What to consider when installing hard floors in Stata Building:
Each apartment building will have its own strata plan and associated by-laws. Often older by-laws may have a simple clause such as “any new floor should be covered or otherwise treated to an extent sufficient to prevent the transmission from the floor space of noise likely to disturb the peaceful enjoyment of the owner or occupier of another lot.” These types of by-laws can be difficult to access as subjective interpretations of sound can vary greatly.
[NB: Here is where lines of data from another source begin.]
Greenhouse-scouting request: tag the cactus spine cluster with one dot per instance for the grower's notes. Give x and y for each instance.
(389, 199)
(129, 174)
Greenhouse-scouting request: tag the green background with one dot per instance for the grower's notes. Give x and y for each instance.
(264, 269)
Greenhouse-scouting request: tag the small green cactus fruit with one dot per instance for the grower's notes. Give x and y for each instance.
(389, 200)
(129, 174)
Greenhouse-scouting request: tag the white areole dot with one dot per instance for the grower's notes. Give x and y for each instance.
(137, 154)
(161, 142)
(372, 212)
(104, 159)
However, by-laws can also include clauses that specify particular sound level performances for floors, as well as different criteria for various rooms. For example, “An owner of a Lot must ensure that all floor spaces within all Bedrooms of the Lot is covered or otherwise treated to an extent sufficient to achieve a minimum AAAC (Association of Australian Acoustical Consultants) 6 Star rating.”
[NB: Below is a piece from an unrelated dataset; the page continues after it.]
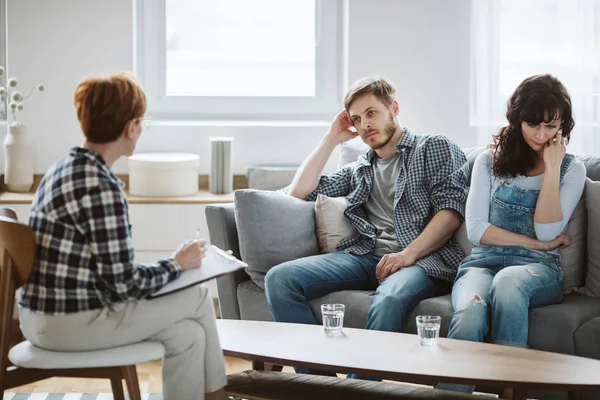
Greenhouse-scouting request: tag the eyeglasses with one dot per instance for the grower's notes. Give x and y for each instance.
(145, 122)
In both instances, advice from a qualified acoustic engineer should be sought prior to purchase and installation of a new floor system.
- Product Data: The product data available to the general public should not be taken on face value. The fact that specific building constructions always have some element of uniqueness means that it is not guaranteed that the rating specified in the manufacturer’s data will directly translate to the installed floor system. Their tests results are based on laboratory measurements.
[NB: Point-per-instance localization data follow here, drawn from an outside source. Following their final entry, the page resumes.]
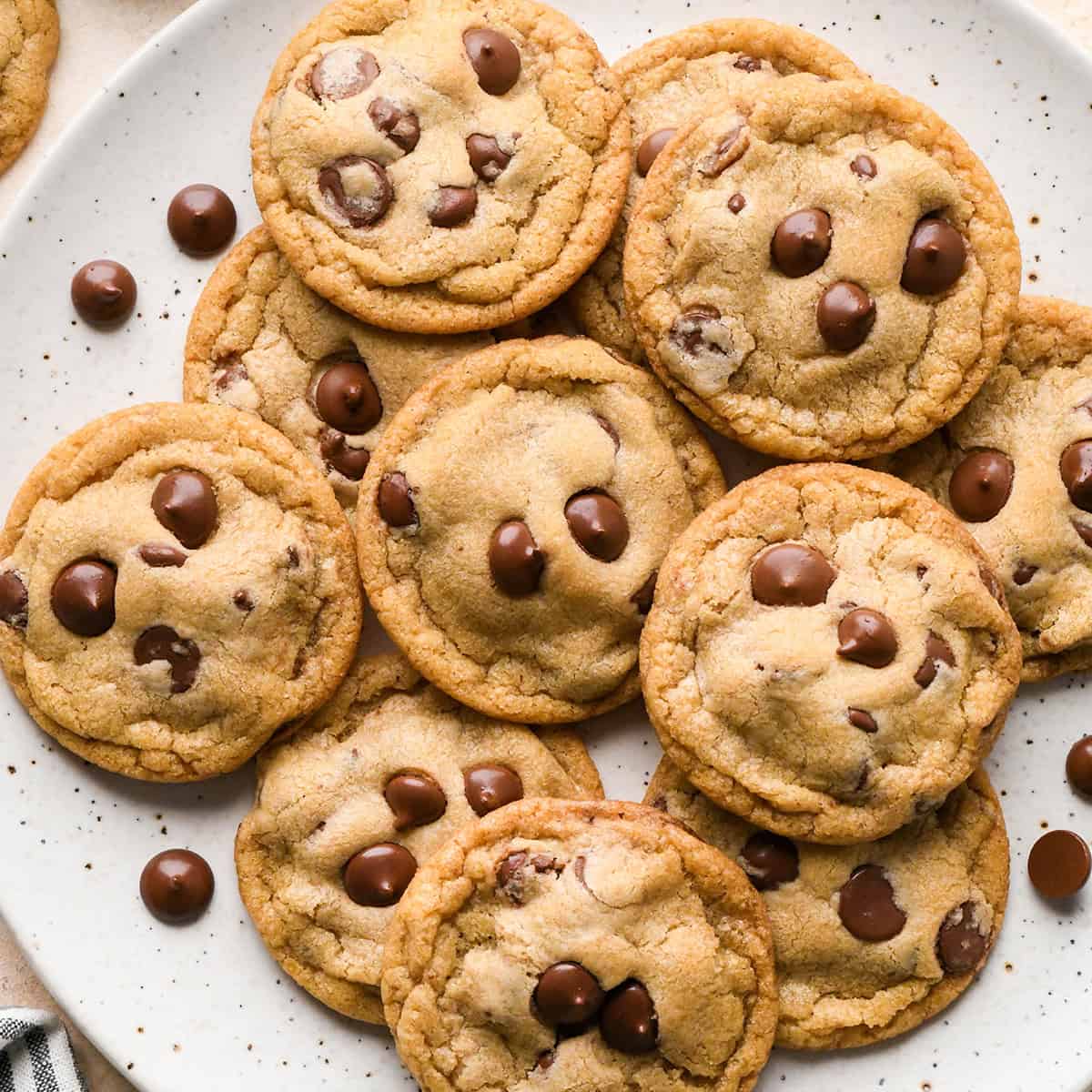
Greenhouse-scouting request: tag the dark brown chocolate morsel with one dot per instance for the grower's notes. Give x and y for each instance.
(495, 59)
(599, 524)
(791, 574)
(162, 642)
(770, 861)
(415, 798)
(567, 995)
(356, 189)
(83, 596)
(399, 126)
(935, 258)
(802, 241)
(650, 147)
(867, 907)
(628, 1019)
(980, 485)
(185, 502)
(177, 885)
(1059, 864)
(867, 637)
(104, 293)
(490, 787)
(201, 219)
(379, 875)
(846, 315)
In other words, if an acoustic underlay states that it can achieve an Ln,w of 45, it is important to note i) the size of the sample tested, ii) if the sample/s were loose-laid or glued, iii) if there was a suspended ceiling in the room below, and iv) the type and thickness of sample floor covering tested.
- Product knowledge: Know your options. There are a vast number of acoustic underlays available on the Australian market and each product is developed for a specific application. Some of the most popular are rubber and/or cork-based mats, and polyester-based products. Each has different acoustic properties and benefits, so it is important to consider the application, thickness of the underlay, and the noise requirements for your specific situation. A qualified acoustic engineer will be able to guide you in the right direction.
Other important aspects to consider:
- Keeping in mind that the sound isolation of a floor can vary from room to room and building to building, it is wise to consider having sample tests of the proposed floor covering and underly conducted prior to purchase and installation of the floor. This will minimise the risk that the installed floor will not meet the by-law requirements.
- Existing door heights and skirting may need to be altered if a thicker underlay is needed to provide the required isolation.
- Location of the floor to be treated relative to the room below. For example, a tiled outdoor terrace or gym room located directly above a bedroom will be more problematic than the floor of a residential living room directly above the living room of the apartment below.